Query Approximation
Modern analytical engines rely on Approximate Query Processing (AQP) to provide faster response times than the hardware allows for exact query answering. However, existing AQP methods impose steep performance penalties as workload unpredictability increases. Specifically, offline AQP relies on predictable workloads to create samples that match the queries in a priori to query execution, providing reductions in query response times when queries match the expected workload. As soon as workload predictability diminishes, existing online AQP methods create query-specific samples with little reuse across queries, producing significantly smaller gains in response times. As a result, existing approaches cannot fully exploit the benefits of sampling under increased unpredictability.
At DIAS we analyze sample creation and propose a framework for building, expanding, and merging samples to adapt to the changes in workload predicates. Our framework speeds up online sampling processing as a function of sample reuse, ranging from practically zero to full online sampling time and from 2.5x to 19.3x in a simulated exploratory workload.
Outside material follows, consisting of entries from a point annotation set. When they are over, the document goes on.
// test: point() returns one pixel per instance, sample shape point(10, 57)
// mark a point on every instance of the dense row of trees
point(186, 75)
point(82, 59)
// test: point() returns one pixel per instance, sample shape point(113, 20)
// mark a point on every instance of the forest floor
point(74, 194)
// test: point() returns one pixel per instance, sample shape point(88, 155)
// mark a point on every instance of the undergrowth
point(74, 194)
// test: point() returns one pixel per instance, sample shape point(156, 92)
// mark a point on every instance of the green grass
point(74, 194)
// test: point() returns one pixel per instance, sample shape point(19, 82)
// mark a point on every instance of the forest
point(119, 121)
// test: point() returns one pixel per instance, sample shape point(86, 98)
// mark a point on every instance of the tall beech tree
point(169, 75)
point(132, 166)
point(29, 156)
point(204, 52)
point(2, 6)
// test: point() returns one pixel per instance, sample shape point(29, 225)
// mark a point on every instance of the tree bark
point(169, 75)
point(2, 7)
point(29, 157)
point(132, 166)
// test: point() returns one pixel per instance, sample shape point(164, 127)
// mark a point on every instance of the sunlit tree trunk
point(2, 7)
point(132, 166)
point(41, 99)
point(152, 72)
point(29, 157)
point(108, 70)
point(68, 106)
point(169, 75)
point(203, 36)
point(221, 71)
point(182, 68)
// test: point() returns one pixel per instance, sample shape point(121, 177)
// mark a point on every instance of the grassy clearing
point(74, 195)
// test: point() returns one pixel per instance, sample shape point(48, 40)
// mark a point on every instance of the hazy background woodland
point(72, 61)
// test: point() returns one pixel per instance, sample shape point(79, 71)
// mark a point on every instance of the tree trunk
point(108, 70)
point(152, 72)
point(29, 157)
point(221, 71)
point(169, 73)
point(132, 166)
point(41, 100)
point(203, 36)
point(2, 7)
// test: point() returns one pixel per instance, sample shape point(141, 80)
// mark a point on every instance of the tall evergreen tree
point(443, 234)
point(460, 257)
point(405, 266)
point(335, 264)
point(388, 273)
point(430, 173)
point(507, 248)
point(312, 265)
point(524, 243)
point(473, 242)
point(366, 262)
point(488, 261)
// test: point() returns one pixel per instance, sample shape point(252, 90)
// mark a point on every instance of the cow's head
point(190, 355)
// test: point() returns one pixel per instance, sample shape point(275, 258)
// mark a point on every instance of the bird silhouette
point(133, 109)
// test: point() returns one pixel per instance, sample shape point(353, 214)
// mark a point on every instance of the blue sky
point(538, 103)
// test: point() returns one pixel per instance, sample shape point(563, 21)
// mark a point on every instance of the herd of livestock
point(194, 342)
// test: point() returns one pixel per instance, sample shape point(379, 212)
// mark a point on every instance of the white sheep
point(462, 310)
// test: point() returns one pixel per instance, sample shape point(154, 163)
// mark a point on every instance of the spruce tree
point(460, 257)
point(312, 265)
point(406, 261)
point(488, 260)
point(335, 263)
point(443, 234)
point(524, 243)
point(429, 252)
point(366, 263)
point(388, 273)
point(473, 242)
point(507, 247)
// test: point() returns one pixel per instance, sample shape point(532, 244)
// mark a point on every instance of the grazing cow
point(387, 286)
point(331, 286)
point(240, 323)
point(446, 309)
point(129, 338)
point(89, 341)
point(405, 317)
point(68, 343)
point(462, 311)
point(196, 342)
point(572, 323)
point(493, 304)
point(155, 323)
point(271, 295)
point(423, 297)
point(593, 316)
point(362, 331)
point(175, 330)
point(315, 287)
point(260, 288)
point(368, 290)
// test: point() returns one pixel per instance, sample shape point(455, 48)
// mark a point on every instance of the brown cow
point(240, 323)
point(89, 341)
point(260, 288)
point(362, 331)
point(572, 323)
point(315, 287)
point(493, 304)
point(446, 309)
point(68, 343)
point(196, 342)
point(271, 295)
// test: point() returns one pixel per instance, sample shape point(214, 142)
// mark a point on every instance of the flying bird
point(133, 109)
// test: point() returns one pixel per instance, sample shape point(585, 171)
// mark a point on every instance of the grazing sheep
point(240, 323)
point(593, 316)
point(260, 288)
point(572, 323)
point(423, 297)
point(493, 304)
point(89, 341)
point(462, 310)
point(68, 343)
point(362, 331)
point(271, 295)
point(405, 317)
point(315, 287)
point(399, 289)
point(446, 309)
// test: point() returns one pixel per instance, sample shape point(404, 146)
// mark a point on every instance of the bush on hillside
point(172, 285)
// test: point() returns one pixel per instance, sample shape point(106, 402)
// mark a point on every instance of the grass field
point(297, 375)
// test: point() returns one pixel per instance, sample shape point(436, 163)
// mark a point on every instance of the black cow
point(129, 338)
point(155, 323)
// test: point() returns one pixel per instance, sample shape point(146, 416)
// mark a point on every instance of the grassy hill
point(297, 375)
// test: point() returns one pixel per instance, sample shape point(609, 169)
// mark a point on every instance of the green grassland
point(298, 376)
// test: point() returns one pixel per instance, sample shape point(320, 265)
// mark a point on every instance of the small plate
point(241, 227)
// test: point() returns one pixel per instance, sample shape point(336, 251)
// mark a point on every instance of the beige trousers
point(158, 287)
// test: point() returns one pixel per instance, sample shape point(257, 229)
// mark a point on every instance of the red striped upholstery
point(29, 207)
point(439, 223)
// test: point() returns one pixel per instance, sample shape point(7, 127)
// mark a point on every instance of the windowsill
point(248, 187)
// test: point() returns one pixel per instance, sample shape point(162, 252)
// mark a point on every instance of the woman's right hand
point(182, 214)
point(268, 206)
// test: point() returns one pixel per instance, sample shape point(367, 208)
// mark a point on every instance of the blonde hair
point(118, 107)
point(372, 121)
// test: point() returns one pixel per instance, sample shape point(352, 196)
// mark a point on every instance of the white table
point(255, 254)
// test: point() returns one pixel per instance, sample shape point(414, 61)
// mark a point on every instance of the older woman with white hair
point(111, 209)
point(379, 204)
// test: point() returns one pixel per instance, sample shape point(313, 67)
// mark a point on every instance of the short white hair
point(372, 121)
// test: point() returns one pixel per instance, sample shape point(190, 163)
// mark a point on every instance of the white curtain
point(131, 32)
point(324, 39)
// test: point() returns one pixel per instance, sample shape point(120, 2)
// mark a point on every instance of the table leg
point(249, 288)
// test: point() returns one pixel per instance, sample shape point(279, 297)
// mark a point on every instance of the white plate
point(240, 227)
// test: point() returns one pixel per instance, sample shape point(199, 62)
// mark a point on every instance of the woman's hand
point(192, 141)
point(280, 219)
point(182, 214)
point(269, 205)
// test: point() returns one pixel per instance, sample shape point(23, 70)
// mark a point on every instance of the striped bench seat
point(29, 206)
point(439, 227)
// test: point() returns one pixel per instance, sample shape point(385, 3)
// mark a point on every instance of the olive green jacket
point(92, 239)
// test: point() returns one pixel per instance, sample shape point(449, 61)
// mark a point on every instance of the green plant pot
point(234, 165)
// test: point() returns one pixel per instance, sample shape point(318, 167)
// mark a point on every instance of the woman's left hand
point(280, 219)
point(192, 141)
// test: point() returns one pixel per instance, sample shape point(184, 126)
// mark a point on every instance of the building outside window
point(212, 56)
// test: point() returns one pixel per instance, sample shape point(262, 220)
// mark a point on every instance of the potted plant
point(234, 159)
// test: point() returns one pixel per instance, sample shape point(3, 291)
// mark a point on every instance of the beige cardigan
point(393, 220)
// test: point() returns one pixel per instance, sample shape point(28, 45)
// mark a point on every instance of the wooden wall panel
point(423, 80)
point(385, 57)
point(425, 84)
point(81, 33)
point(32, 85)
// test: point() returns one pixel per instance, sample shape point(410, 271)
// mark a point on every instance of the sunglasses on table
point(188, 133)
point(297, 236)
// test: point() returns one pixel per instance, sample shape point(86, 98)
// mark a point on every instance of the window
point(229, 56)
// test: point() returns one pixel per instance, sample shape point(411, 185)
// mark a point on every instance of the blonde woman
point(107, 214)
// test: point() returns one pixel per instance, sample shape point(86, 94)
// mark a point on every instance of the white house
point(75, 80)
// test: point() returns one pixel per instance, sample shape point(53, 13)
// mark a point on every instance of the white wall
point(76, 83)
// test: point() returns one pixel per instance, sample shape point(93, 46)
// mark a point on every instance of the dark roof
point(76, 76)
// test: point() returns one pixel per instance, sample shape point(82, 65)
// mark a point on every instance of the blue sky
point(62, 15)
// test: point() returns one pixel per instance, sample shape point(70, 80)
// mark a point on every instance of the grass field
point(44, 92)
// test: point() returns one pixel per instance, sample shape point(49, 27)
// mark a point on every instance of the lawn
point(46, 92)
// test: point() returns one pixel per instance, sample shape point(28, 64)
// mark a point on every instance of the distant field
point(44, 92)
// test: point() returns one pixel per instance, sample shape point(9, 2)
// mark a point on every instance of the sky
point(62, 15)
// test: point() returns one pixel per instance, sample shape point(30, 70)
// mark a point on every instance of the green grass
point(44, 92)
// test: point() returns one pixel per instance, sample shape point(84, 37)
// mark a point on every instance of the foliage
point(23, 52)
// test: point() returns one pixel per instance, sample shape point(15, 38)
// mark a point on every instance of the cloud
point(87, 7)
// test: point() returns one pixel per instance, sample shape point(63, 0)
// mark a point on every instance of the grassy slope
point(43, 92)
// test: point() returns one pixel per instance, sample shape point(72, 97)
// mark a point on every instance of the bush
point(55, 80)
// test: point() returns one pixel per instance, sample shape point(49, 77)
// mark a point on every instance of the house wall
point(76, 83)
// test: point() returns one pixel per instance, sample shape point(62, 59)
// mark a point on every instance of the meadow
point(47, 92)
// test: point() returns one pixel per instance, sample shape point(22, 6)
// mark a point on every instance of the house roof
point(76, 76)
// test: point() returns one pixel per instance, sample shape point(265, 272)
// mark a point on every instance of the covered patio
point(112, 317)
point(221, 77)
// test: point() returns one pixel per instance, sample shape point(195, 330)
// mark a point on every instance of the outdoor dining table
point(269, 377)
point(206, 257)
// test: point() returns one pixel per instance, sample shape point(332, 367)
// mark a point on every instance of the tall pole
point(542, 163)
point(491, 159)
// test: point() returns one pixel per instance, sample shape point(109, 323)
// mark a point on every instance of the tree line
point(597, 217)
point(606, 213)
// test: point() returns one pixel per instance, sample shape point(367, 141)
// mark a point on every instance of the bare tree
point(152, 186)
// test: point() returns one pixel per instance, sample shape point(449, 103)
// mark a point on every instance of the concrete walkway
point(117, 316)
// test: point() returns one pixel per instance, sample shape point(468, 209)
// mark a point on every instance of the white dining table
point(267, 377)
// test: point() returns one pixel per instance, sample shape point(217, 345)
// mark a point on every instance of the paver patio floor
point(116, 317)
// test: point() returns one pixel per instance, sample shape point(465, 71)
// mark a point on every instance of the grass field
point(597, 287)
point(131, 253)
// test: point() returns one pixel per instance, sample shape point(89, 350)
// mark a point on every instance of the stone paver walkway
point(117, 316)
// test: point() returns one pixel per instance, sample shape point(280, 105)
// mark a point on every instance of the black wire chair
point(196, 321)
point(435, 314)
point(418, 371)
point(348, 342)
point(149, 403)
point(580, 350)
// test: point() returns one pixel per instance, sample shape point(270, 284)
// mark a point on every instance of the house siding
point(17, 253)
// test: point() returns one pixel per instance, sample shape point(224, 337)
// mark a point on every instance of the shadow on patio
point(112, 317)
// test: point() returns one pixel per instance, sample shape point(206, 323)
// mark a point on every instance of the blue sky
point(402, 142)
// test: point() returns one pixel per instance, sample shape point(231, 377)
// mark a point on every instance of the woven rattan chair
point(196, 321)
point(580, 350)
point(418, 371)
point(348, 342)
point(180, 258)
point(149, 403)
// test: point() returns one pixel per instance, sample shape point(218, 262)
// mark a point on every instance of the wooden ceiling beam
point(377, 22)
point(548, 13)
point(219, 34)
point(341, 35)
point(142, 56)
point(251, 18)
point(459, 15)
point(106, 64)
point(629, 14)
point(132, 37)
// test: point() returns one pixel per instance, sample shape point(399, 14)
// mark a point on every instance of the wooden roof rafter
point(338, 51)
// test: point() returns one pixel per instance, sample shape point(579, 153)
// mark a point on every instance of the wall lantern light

Elastic & Distributed Query Engines
We build transactional and analytical engines that leverage native cloud functionality, such as elasticity and distribution. We provide fine-grained elasticity through cross-cutting system designs, spanning throughout the whole software virtualization stack, whereas we build our distributed query processing systems on top of Spark and other parallel frameworks.
Query Accelerators
Traditionally, query engines are optimized for CPUs, but nowadays modern servers are becoming increasingly heterogeneous and equipped with multiple hardware accelerators, like GPUs. In this line of work, we investigate how different accelerators can be used by the query engine to increase its performance as well as provide isolation between queries. We design new hardware-conscious algorithms, study how existing ones perform across different micro-architectures and investigate multi-device query execution. Lastly, we provide engine designs that generalize device-specific approaches to achieve efficient heterogeneous-device execution through just-in-time code generation.